Kazakh Urals renamed

There was no distinction between Kazakh and Russian Ural crude before the Russian-Ukrainian conflict began. In fact, both crudes had the Ural appellation. However, Ural crude became increasingly difficult to sell in Europe due to the sanctions.

In response, Kazakhstan announced on June 7 a change of name for the crude oil it exports. The Russian network Transneft will export, from now on, the Kazakh Urals under the name of Kazakhstan Export Blend Crude Oil (KEBCO). Thus, the name change comes in a context of sanctions targeting Russian exports to Europe.

The weight of sanctions

On June 3, the European Union adopted the sixth set of measures sanctioning Russian oil exports to Europe. Brussels bans Russian crude oil exports by sea to Europe from December 5. However, the European Union makes an exception if the oil loaded in Russia comes from a third country.

Kazakh Ural comes from the Uzen land deposit near the Caspian Sea. Thus, Kazakhstan exports this production via the Uzen-Atyrau-Samara pipeline. Finally, in Samara, the Kazakh Urals joins the Transneft network and mixes with Russian crude.

Modest volumes

The majority of the crude oil is heading south to the Black Sea port of Novorosiisk. The rest is exported to the north, to the port of Ust-Luga opening on the Gulf of Finland and the Baltic. However, the total volumes for the Kazakh Urals are modest, amounting to about 200,000 b/d.

Kazakh Urals contrasts with Kazakhstan’s flagship export crude, CPC Blend, which has a relatively light sweet grade. Loaded at Novorosiisk, approximately 1.5 million bpd of CPC Blend transits through a dedicated pipeline from the Caspian Sea. However, this volume, which includes a Russian part, continues to trade freely as if it came from a third country.

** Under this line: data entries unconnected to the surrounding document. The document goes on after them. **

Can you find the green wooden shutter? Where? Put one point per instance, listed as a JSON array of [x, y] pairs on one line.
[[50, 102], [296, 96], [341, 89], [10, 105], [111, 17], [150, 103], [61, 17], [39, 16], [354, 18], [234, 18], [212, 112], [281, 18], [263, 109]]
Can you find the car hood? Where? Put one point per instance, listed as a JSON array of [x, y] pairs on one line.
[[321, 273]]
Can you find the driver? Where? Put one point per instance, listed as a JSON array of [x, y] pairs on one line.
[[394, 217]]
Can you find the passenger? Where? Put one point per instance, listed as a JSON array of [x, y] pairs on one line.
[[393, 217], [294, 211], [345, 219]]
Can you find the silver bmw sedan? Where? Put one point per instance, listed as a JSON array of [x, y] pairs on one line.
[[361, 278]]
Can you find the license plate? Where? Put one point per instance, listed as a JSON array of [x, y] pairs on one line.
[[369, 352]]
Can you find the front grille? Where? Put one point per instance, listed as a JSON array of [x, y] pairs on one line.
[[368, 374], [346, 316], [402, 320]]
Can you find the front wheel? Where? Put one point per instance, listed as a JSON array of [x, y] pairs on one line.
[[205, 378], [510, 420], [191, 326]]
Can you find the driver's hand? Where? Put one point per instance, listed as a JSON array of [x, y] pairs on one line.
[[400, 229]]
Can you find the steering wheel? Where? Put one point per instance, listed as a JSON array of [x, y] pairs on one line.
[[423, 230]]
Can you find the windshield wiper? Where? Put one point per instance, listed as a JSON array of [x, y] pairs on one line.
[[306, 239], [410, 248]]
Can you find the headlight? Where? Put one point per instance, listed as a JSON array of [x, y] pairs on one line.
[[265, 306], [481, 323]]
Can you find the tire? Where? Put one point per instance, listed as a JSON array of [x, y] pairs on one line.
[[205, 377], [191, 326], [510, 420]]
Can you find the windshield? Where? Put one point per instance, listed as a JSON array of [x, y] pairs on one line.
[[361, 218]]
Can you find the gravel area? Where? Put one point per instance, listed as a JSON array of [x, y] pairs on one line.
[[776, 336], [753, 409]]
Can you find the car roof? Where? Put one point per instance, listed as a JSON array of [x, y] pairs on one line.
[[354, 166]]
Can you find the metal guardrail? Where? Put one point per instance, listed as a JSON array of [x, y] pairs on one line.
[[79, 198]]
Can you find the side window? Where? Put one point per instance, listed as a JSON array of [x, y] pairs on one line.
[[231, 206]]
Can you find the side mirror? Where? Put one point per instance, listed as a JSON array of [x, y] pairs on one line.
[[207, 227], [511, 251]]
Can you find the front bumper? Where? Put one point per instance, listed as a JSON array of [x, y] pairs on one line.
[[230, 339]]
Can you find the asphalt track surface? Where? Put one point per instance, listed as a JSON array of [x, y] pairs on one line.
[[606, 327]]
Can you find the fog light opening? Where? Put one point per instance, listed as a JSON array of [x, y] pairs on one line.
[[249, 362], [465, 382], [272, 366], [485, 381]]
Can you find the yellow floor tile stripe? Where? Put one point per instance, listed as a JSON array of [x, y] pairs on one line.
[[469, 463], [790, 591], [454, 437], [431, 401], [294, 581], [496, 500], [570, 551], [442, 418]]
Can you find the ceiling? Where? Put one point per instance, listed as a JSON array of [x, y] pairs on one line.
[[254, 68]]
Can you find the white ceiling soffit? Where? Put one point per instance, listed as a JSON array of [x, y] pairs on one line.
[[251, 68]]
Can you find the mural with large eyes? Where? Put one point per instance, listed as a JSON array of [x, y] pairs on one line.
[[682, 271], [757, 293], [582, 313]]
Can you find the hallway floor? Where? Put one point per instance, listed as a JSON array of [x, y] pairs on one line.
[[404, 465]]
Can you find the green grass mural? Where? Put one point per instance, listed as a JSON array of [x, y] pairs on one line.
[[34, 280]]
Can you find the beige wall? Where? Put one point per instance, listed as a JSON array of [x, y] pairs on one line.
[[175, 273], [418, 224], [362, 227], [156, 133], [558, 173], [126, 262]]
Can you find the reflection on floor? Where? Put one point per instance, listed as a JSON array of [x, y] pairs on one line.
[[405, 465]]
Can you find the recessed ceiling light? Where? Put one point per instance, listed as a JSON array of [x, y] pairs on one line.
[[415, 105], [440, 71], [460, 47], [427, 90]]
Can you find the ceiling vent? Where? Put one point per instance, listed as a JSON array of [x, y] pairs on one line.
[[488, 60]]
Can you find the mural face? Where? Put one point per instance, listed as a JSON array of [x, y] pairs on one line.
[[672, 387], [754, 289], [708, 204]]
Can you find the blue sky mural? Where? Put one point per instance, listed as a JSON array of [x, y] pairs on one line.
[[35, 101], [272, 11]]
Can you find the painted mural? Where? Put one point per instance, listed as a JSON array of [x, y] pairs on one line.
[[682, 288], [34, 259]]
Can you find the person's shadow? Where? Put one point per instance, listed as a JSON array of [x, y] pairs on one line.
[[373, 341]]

Volumes destined for Europe

The Kazakh Urals accounts for approximately 13% of the Urals’ exports each month. The state-owned company KazMunaiGaz (KMG) is allocated a proportional share of the total Ural loading program. In addition, only Vitol and KMG sell KEBCO, making it a relatively small and new market.

There is no publication of the Ural loading programs since June. However, Kpler’s data reveals an export pattern that supplies KEBCO primarily to Europe at the expense of Asia. Thus, in the last three months, about 90% of the Kazakh Ural cargoes were exported to European refineries.

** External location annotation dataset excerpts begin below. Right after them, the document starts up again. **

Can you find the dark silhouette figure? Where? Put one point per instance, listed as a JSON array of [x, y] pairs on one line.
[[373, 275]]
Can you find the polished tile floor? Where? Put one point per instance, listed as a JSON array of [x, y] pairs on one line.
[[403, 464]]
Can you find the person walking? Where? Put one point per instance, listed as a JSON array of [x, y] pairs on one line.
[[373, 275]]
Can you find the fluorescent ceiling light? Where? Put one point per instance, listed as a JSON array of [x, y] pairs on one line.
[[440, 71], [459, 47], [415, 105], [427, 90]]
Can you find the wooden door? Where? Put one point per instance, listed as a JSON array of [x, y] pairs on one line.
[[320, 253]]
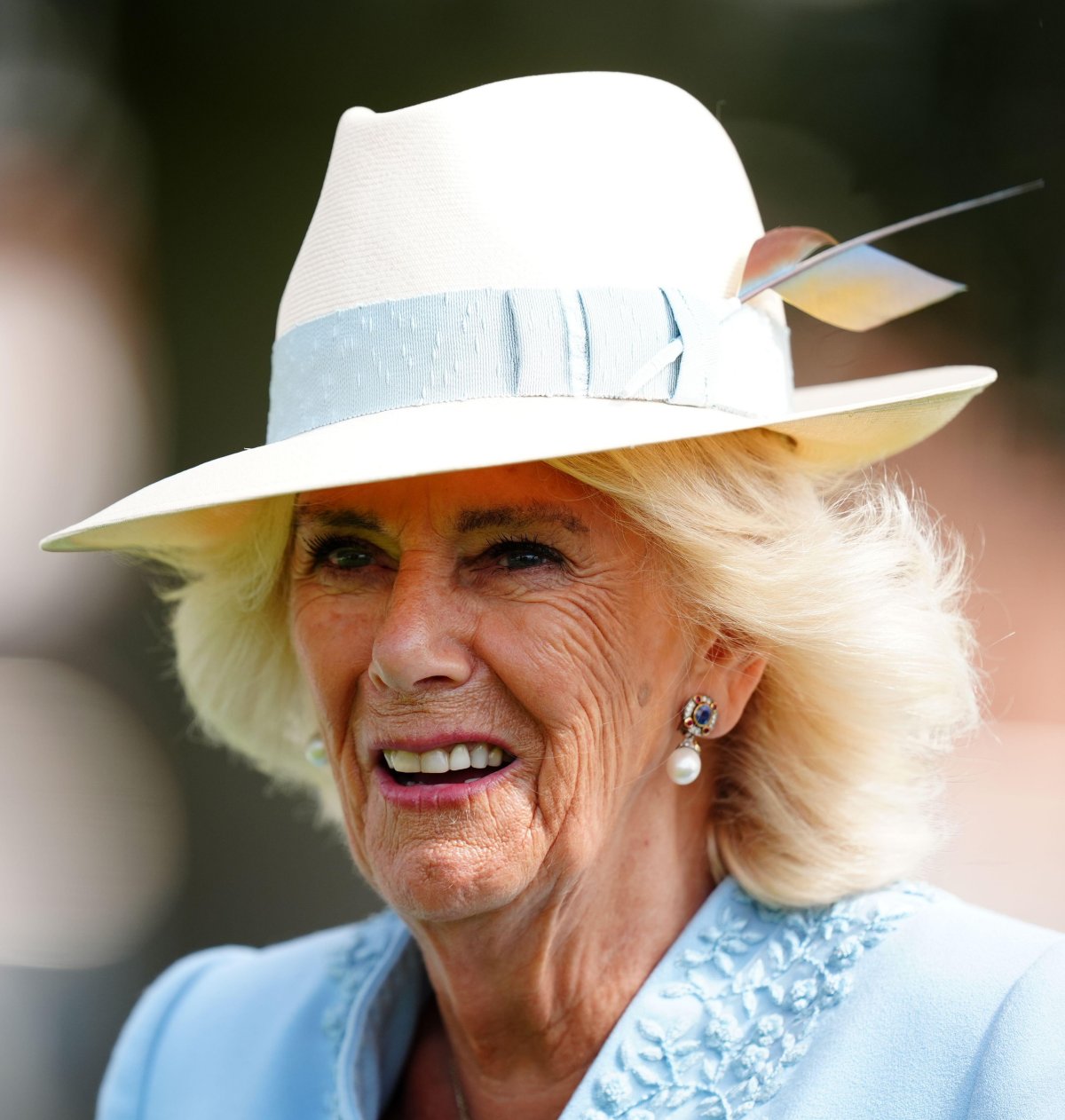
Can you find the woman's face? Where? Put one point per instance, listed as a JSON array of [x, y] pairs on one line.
[[497, 671]]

KMG supplies Europe with crude oil

In June, six cargoes, representing 156,000 b/d of Kazakh Urals, were exported to Europe, except for one cargo. In July, 256,000 b/d of KEBCO were exported and all but two of the shipments were going to Europe. Finally, in August, seven cargoes, representing 174,000 b/d of KEBCO, left for Europe.

In contrast, in the three months from March to June, approximately one third of KMG shipments were exported to Europe. In fact, the majority of them supplied China, India, Turkey and the United Arab Emirates. However, these shipments contained Russian Urals due to the lack of distinction in the market.

New buyers

The nine shipments of KMG’s Ural to Europe between March and May fed the Romanian refinery Petromidia. Thus, Petromidia, owned by KMG, and the Italian refinery Milazzo received the largest number of cargoes from the Kazakh Urals. In addition, the Italian Falconara and Spanish Petronor refineries have also been purchasing cargoes since June.

The new Mediterranean players on the KEBCO market are evidence of the change in attitude towards the Kazakh Urals. Indeed, European buyers previously shunned crude from Kazakhstan. Nevertheless, some traders consider it expensive, as it is the same price as a Russian cargo before the Russian-Ukrainian conflict.

A reconfiguration of the market

The disappearance of the Urals from European refineries led buyers to purchase softer grades. Thus, margins were soaring for distillates. However, eroded margins, declining demand and high prices were driving Mediterranean refiners to other options.

Currently, former Asian importers from the Urals are turning away from this quality. Indeed, demand is decreasing and freight costs are increasing. Thus, in this context, the possibilities of negotiation for this quality are diminishing.